Come l’autobiografico “Una donna” di Sibilla Aleramo, testo fondamentale per il femminismo italiano per via dell’analisi che l’autrice fa sulla condizione della donna attraverso il racconto della sua stessa storia. Dalla maternità alle ambizioni, fino alla necessità di salvare sé stessa lasciando marito e figlio. Per la prima volta in un’opera letteraria, inoltre, chi scrive narra uno stupro in prima persona.
Riflettendo e approfondendo la letteratura del Novecento, sono tantissimi i nomi delle donne che l’hanno influenzata e cambiata nel profondo.

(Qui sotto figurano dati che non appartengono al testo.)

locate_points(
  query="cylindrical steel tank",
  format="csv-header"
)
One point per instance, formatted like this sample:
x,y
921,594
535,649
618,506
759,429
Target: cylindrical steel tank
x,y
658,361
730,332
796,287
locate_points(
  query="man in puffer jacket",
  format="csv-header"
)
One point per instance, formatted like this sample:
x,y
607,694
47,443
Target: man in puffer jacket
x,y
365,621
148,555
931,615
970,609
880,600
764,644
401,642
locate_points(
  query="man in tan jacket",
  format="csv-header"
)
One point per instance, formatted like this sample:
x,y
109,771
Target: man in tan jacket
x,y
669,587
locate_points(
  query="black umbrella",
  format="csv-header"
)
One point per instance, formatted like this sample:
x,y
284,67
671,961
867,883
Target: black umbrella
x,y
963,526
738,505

Come Grazia Deledda, prima e unica donna a vincere il premio Nobel per la Letteratura “per la sua potenza di scrittrice, sostenuta da un alto ideale, che ritrae in forme plastiche la vita quale è nella sua appartata isola natale e che con profondità e con calore tratta problemi di generale interesse umano”. Oppure Elsa Morante, cui mai sono stati tributati gli stessi onori riservati al marito Alberto Moravia, prima donna a vincere il Premio Strega nel 1957 con “L’isola di Arturo” e autrice di quello che possiamo definire senza esitazione il più grande romanzo italiano moderno, “Menzogna e sortilegio”. Morante fu autrice-crisalide, padrona sin da bambina di una vocazione alla scrittura che tradurrà in creazione e rielaborazione di topoi ricorrenti calati in uno stile mutevole, personalissimo, mai prevedibile, quasi funambolico.

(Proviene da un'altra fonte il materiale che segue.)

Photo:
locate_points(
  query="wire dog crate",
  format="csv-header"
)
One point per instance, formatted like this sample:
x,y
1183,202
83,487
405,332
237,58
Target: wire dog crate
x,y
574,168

E ancora Natalia Ginzburg, Anna Maria Ortese, Alda Merini, Anna Banti, Matilde Serao, Oriana Fallaci, Dacia Maraini, fino a Elena Ferrante. Nessuno sa chi si nasconda dietro questo pseudonimo da milioni di copie, eppure ha contribuito a riaccendere (oppure accendere, chissà?) definitivamente i riflettori sulla letteratura femminile. Che non è, badate bene, quella dei romanzi rosa dalle copertine pastello intrisi di stereotipi, simile ai romanzi d’appendice o ai feuilleton: quella portata avanti dalle scrittrici italiane è una letteratura di spessore, da considerare importante, che rivendica maggiore spazio negli spazi culturali e nei media. Guai a inquadrare le scrittrici come donne che scrivono cose da donne per altre donne e a vedere nella demografia che le vuole che i lettori siano soprattutto lettrici più di un dato statistico.
Le scrittrici italiane contemporanee, da Claudia Durastanti e Nadia Terranova, da Veronica Raimo a Rosella Postorino, da Teresa Ciabatti a Lia Levi, raccolgono l’eredità delle grandi autrici che le hanno precedute e nulla hanno da invidiare ai colleghi che scalzano dagli scaffali dei libri più venduti e nelle finali dei premi più prestigiosi.
Sono donne che parlano delle proprie esperienze intime e portano a galla gioie, tragedie, amori fugaci o insolitamente longevi, famiglie da scegliere oppure da buttare, fallimenti, social network, figli o non figli, corpi. Siamo innanzi a vere e proprie antologie dei sentimenti che, complice il periodo storico di profondi mutamenti e lotte, attivano una sorta di “legge del contagio”: più donne leggono queste donne, più donne vorranno diventare scrittrici. È un circolo vizioso che si alimenta tra le pagine, si diffonde su Twitter e Instagram e torna sugli scaffali.

Dove spesso non arrivano gli autori di antologie o le critiche, arrivano i lungimiranti lettori di questi anni, che riscoprono le autrici di ieri e diffondono le relazioni orizzontali di quelle dei giorni nostri.